本文在广泛收集、研究国内外相关资料的基础上,采用理论分析和试验研究相结合的方法,对该桥的桥面结构形式、受力特性、设计计算方法、正交异性钢桥面U肋与横梁连接处的疲劳性能、钢桥面的防腐等问题作了较为系统的研究。本文的研究得到铁道部三个重点科研项目的支持。主要取得了如下创新性成果:
1、针对南京大胜关长江大桥线路多,跨度大,行车速度高的特点,经多方面综合对比研究,为南京大胜关长江大桥推荐(并被采纳)了密布横梁体系正交异性板整体钢桥面结构方案。该方案整体性好、刚度大,由于下弦杆和系梁加高,不仅桥梁的整体变形减小,而且也改善了桥面系的受力状态。
2、研究了密布横梁体系正交异性板整体桥面板桁组合结构桥面荷载的传力途径和传力比及其影响因素。首次定量地给出了两条路径的传力比,其中通过节间横梁传至下弦杆或系梁再传至下弦杆节点的桥面荷载有50%以上,这部分荷载会引起下弦杆和系梁的竖向弯曲。
3、研究了桥面荷载在三主桁拱中的分配。提出了桥面荷载在三主桁中两次分配的概念、两次分配的分配比及其影响因素,提出了密布横梁体系的正交异性板整体钢桥面板桁组合结构在桥面荷载作用下主桁的受力模式,该模式可用于三主桁拱的设计。
4、研究了整体桥面板桁组合结构的设计计算方法,总结归纳了整体分析和关键部位局部分析相结合的二步分析法、整体分析的三种实用有限元分析方法:空间板梁法、系统分解法和空间杆系结构法。
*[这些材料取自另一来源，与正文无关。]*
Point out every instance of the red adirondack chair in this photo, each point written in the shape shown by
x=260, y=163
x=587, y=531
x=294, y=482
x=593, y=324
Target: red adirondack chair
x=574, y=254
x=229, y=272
空间板梁法适用于设计的中、后期,对桥梁施工过程和运营阶段的强度、刚度和稳定性作全面的检算;系统分解法适用于结构构造和构件的尺寸频繁改变的设计初期;空间杆系结构法适用于考察桥梁刚度、主桁杆件和桥面系骨架的强度和稳定性,对斜拉桥、拱桥等施工过程的优化计算、成桥的索力张拉顺序、张拉力的优化计算等也非常有效。
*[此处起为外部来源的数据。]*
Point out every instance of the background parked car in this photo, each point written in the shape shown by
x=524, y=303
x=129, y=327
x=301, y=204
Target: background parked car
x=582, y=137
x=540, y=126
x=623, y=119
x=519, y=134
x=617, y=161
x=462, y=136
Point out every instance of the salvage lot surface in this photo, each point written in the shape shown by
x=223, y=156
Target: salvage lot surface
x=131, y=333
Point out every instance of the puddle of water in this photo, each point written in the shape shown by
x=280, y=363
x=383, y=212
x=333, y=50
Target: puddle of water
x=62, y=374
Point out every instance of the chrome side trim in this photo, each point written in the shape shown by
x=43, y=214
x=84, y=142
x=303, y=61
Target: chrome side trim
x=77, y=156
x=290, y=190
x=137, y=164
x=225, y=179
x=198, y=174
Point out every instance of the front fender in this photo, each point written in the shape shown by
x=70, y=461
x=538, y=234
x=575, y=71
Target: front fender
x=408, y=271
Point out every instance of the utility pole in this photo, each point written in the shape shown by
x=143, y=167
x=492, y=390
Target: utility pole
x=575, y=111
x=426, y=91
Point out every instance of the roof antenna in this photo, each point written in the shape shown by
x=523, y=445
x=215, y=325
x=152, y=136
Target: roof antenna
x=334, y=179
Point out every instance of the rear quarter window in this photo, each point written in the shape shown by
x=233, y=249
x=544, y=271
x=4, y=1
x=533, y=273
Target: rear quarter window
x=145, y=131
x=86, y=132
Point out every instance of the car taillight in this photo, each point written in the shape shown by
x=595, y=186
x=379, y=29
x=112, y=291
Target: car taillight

5、对正交异性板U肋与横梁连接处的疲劳性能进行了试验研究。参照南京大胜关长江大桥正交异性板整体桥面系制作了U肋与横梁连接处2个1:1的整体模型,完成了精细的有限元分析和疲劳试验。得出结论:正交异性板U肋与横梁连接处有较好的抗疲劳性能;U肋下方腹板开平底形孔还是苹果形孔对疲劳性能影响不大;U肋上方与横梁腹板、翼板连接处腹板开不开小孔无关紧要;铁路桥梁应避免钢轨位于U肋的正上方;对U肋与横梁腹板连接处的疲劳性能进行了评估,把U肋下方横梁腹板孔边归为Ⅰ类疲劳类别(母材),具有足够的安全性。
6、提出了一种具有柔性防水层的复合防腐体系,并完成了各种试验。结果表明:该体系具有较好的防腐、防水、抗磨、抗滑性能,施工工艺简单。但其防腐的长效性还有待长时间的考验,工地现场施工对环境的要求有待进一步降低。
7、提出了厚度组合为(3+16)mm的321-Q370q不锈钢复合钢板的防腐体系,并完成了各种试验。结果表明:321-Q370q不锈钢复合钢板几乎不增加桥面恒载,材料来源方便,板面尺寸大,爆炸焊接工艺成熟,防腐、抗滑性能好。但其长效性还有待长时间的考验,价格有待降低。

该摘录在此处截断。